Tales From the Can — SSS Corinthian: The Exquisite Torture Sandwich
Having gone the wrong way in January’s SSS Three Bridge Fiasco, crew Rachel Porter and I were hell bound to redeem our name in Saturday’s SSS Corinthian Race. After the start was postponed, attempted, postponed, and then went into sequence (to the applause of the racers; one radio input was, “You don’t have to apologize for doing the right thing”), the doublehanded fleets got down to business.

The doublehanded course, S–YRA 17p–YRA 16s–YRA Bob Klein (just west-northwest of Southampton Shoal)–YRA 12s–F, in doable, but sketchy winds of 8 to 12 out of 180 to 210ish. We started with a Murderers’ Row in our division: Gordie Nash, Brendan Meyer, the entire Wylie 30 fleet. PHRF 123+. A full-moon high tide at max, fittin’ to drop more than seven feet during the race. Ebb City. Deal with it.
Coming off YRA 7, tricky to get to, with the South Bay emptying toward Red Rock, offered us an interesting option. Go to the Cityfront with the crowd, pushing water in hope of reaching the Promised Land, or port toward the North Tower at 7.5+ knots upwind, in a Cal 20. We tacked a couple of times to prove our theory was working, and proceeded to a layline we thought would fetch us up east of Blackaller. Looked good; we had closed quite nicely with Arcadia and the Wylies.
I looked to our escape plan for the next leg, as it was clear the ebb-ola was in full effect, Bonita beckoning. The spin gear would have to come around for a port-tack grind to Point Blunt. Oops! The wind pooped, and a beat turned to a reach, to a run, to a jibe set and jibe, as we oozed west toward the South Tower. Sailing in place for nearly 15 minutes(!), we bled out our third-leg brilliance, as boats came up under 16, tacked, and took our wind as they passed to weather on port. Ugly stuff.
But, we ground down Tom’s mark, tacked the kite, and pointed to Angel Island. The boats that had passed us largely drifted toward Sausalito, except for Jay McCutchen’s SH Santa Cruz 27 Surf Rat, and Gregory Towers’ up-and-coming Ranger 23 Evenstar. We oozed, and I mean oozed, toward Point Knox, where a new decision awaited. As the oozing progressed, and the SFYC RC boat Victory hove into clear view, we noted that there were no boats near her.
No E27s, who’d started half an hour before us. No Moore 24s. No DH Division A or B speedsters. Nada. They had mostly taken to Blunt. There must have been dragons lurking east of there.
So. We hit the West Garrison, jibed to Point Stuart, jibed again, and did our now-routine “rock climb” up Raccoon Strait, never straying more than 10 yards from Angel Island. Some of our companions tried Point Belvedere, and parked. Surf Rat tried the center route, and parked, as we scooted along the rocks, beaches, and points, working the shifty but consistent puffs coming over the island, punching through the hydraulics west of Ayala Cove to the big bow-wake hydraulics at AI’s north corner.
There, the tableau revealed itself. As in a Ken Burns documentary, where a pan over a still photo makes it seem as if characters are 3D, we crabbed north toward Richmond, and the some 60+ boats pointed forlornly at the Klein buoy seemed frozen in time. Some with kites up, some beating, some coming into the half-mile-long gaggle and sticking in place, like animals in a tar pit.

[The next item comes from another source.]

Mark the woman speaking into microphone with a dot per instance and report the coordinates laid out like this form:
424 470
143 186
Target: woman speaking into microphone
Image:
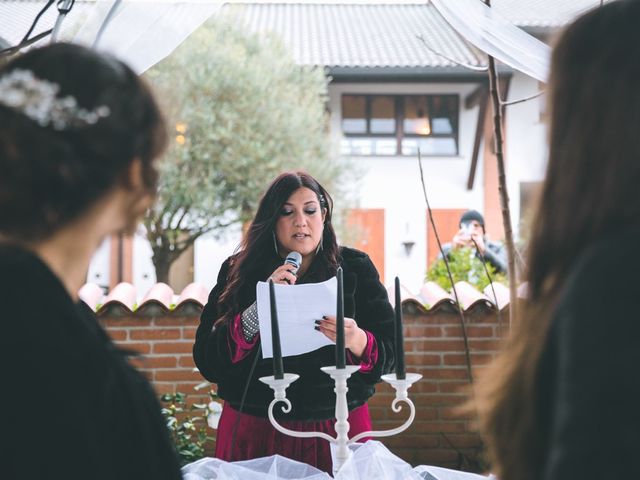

A few good, or lucky, sailors eked out a rounding; Pete Schoen’s Mooretician, Gordie, Julia Paxton’s Motorcycle Irene, a few others. They mostly headed back west up the Strait. The bulk stayed parked. We vectored in like Jim Lovell rendezvousing with a Gemini capsule, sometimes pointing 45 degrees north of our course, but on the express line to success. We didn’t mind getting gassed by bigs and speedies, as we blasted southwest to and through Raccoon. We even shrugged off my error of jibing too close to Little Harding in the turn to the finish and taking home a little green lipstick.
The moral of the story is, it was a very technical race, and sometimes the usual approaches to a course do not pan out. Sometimes you fall down a rabbit hole. Sometimes, persistence is the key to a good day. Fifth overall DH, and a Division first, is the proof in the pudding.

My crew told me, when she read my draft, that we actually were 4th, DH Spin Monohull, not 5th. C Cubed took first, by a lot. Shaman was 2nd. Raven was 3rd. The altitude must have gone to my head.
Hi Richard. My apologies for SR nearly colliding with CO’W after rounding Blackhaller. It was a new discovery for me that the tiller pilot struggles to hold a course with spinnaker when it’s gusty and bumpy. I am in awe at your skill with navigating the current/wind fields. You must have gained a mile on the way to Bob Klein while I floundered in the Angel Island whirlpools. Watch and learn. Thank you.